А с другой стороны — теперь может обойтись и без репрессий. Верность Богоматери не пришивается в два стежка к измене государству…

А доктринальную эту пошесть Церковь, может, и переживет. Это если б на Вселенском соборе… то и вправду беда. А так, тоже беда, но поменьше.

Хотя с другой стороны — раньше был ресурс. Отпадение одной кафедры — даже такой, как Константинополь — компенсировалось устойчивостью других… А сейчас — Сибирь? Но с сибирской церковью Москва не в общении, сибиряки считаются раскольниками. Болгары? Их, как и греков, после восстания Аахен загнал в подполье вместе с католиками. И ведь надувались по этому поводу, идиоты — смотрите, мол, стоит Третий Рим…

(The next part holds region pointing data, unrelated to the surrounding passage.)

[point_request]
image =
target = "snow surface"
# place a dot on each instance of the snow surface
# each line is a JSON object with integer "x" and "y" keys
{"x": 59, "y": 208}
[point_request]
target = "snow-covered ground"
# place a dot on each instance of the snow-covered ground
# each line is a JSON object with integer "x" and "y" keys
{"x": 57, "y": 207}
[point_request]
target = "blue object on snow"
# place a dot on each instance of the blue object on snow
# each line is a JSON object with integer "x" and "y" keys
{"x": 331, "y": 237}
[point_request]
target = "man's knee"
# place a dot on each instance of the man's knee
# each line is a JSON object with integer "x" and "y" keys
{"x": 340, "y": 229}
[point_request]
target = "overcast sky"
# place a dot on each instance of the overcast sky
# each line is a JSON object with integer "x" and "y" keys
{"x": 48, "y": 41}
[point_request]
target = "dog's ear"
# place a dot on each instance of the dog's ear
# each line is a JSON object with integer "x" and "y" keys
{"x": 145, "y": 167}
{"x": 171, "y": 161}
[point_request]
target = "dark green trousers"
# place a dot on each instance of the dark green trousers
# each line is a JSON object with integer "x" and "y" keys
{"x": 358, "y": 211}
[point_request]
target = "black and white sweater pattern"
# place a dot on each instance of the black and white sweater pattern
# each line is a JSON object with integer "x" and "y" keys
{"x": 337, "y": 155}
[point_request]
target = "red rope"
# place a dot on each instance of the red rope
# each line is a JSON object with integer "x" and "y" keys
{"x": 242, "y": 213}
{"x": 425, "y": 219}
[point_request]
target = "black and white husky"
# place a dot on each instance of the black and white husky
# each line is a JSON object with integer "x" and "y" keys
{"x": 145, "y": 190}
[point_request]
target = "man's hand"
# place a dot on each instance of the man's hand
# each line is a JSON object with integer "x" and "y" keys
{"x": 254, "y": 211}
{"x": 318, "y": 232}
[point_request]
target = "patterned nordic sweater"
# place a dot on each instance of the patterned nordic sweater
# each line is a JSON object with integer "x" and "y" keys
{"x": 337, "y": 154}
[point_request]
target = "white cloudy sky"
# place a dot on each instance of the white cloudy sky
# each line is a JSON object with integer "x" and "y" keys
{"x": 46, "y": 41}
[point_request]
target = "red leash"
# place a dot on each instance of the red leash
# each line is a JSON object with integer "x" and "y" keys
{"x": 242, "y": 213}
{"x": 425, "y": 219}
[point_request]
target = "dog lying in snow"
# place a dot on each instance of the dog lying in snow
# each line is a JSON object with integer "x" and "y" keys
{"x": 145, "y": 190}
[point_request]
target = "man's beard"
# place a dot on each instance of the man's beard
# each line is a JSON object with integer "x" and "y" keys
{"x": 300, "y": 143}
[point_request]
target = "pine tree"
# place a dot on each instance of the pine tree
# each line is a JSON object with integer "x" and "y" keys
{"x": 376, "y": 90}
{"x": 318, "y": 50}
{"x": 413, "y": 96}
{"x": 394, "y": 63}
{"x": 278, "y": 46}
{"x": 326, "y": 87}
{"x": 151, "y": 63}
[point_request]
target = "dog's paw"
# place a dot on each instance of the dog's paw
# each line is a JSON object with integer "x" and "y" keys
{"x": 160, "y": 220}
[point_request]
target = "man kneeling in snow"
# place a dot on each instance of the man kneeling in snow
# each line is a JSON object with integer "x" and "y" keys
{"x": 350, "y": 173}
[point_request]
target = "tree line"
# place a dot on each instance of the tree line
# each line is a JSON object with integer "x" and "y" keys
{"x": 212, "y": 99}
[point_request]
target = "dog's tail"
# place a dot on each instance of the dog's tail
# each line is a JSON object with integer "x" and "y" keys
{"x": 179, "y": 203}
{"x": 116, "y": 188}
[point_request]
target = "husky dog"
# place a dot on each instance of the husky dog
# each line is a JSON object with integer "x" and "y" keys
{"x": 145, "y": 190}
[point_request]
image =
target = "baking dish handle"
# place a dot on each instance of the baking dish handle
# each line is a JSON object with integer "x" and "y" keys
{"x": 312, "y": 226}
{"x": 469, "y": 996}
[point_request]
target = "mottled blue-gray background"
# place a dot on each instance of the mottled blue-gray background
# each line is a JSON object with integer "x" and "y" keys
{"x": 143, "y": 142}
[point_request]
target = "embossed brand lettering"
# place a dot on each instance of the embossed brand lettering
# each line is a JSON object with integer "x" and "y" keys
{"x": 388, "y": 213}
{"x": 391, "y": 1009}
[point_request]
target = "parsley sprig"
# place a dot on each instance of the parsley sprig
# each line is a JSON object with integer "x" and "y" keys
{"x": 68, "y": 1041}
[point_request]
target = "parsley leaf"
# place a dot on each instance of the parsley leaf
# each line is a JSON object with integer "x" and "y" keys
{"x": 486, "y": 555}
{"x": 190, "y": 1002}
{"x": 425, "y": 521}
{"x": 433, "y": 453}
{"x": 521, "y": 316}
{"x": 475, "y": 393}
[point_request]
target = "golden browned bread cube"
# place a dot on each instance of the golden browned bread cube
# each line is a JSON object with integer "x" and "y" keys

Костя захлопнул планшетку и закурил.

Так, что Четвертому точно не бысть…

В его мечтах, на катер спускалась Алекто на парашюте… А еще лучше на собор… На весь. Сверху. Беда в том, что решение должны были найти именно эти люди. И сами. А ты сидишь, хуже ослицы валаамовой — она-то хоть знала, что говорить.

Катер спустился по течению до Великого Острова, обогнул его, пройдя под Южным Мостом и вновь повернул на север, против течения. Пройдя под мостом Патона, вошли в Русановский канал, а из него — в Русановскую протоку. Через Венецианскую протоку вошли в Чорторый, пикник предполагалось устроить на северной оконечности Долобецкого, откуда открывался чудный вид на Труханов — но пикника не вышло, была просто часовая стоянка. А дальше — по всем этим бесконечным, чудным извилистым затокам — вверх, аж до канала, отсекающего остров от берега — и снова в главное русло Днепра… И по течению вниз — навстречу сумеркам, городским огням и проблемам.

…Войдя в общежитие студентов «Могилы», где расселили рядовых участников Собора, Костя столкнулся с еще одним сюрпризом: всех епископов-«диссидентов», ушедших из храма во время анафематствования, сочли покинувшими собор и попросили вынести вещи. Предстояло на ночь глядя искать гостиницу в малознакомом городе.

Костя пожал плечами, достал планшетку, нашел гостиницу поближе и вызвал такси. Больше всего он опасался того, что старшие по званию вступят в препирательства с обслугой — и спровоцируют скандал. На что шустрые склочники из администрации, наверное, и рассчитывали. Но епископы от сегодняшних дебатов и общего потрясения, как видно, слишком устали, и хотели двух вещей — есть и спать. Конечно, эмоции выплеснулись — ворчанием Романа Викторовича, молчанием «запорожца», пустым взглядом Колдаева… Но скандала не вышло. У Кости сложилось впечатление, что его… начальники? подопечные? — где-то в глубине души довольны таким поворотом событий. Противник явил мелочное паскудство, подтвердил тем самым собственную несостоятельность если не в вопросах веры, то по крайней мере в вопросах морали.